Have you have just come from refereeing one more fight between the children? Are you lying down on your bed from exhaustion after dashing from school, to the shops, to the laundry, to the gym, and picked up the dry-cleaning on the way back? Oh, and did you pick up the wet towels in the bathroom on the way back? What about the gym shoes left on the stairs? If this is what your routine is like, then Elizabeth Pantley has written Hidden Messages just for you. She divides the book into different topics, or 'flash points', those factors which arise in many households such as The New Baby, Superwoman, Manners, and more. How do we pass on messages about responsibility, independence, thoughtfulness and kindness without nagging? She describes scenes which may be horribly familiar to you, then decodes the hidden message we have given our children, and suggests alternatives. In this way she explains what our words and actions are really telling our children. Some of these examples may make you blush, and others make you gasp in horror as you recall using those very words this morning! Once you see what she is saying, the rest falls into place. She doesn't preach, but she gently explains how we hand over the wrong messages to the kids when we say certain things, and how much easier it is for the children, and the parents, if we can truly say what we mean. This book will make you stop and reconsider the effect your words have on your children. Buy it, you won't regret it. And, in the long term, neither will your children!

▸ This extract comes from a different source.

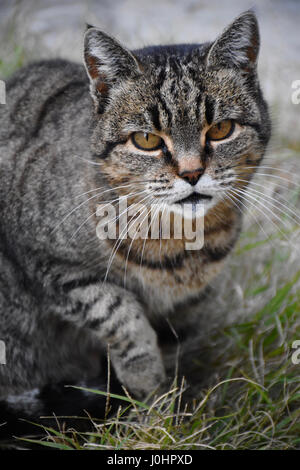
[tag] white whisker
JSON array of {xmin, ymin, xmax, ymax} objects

This might be the hundredth book on parenting I have read, and I was not disappointed.
The book is very concise, which is great because if like me you are working as well as being a parent...
Each story covers a theme such as battling siblings, dealing appropriately with neighbours who have different ways of raising their children, developing independence and life-skills in your children. It is easy to follow because the stories which are oh so familiar are very concise, without taking away anything from the quality of the lesson being passed on. Each story is followed by a paragraph stating the subtle message being given and then the reader is advised what to do about it. The stories cover all ages, from babies to teenagers. As well as everything else, I was impressed by the sheer range of issues and age groups covered.
As it does not take weeks to read (like some parenting books I have come across) you actually remember the lessons taught while you read the book and for some time after finishing it.
My child is too young and so far an only child, so many of the stories don't apply. But that may be an advantage-I get time to re-read it and make sure our family doesn't become one of those featured in the book!
While the book is indeed promoting loving and unconditional parenting, and must be a great inspiration and eye opener for a lot of parents, I personally found the "hidden messages" to be quite obvious. Yet again, I've read lots and know children developmental psycology quite well, so it didn't impressed me, but I do recommend it, especially if you haven't had tons of parenting books read.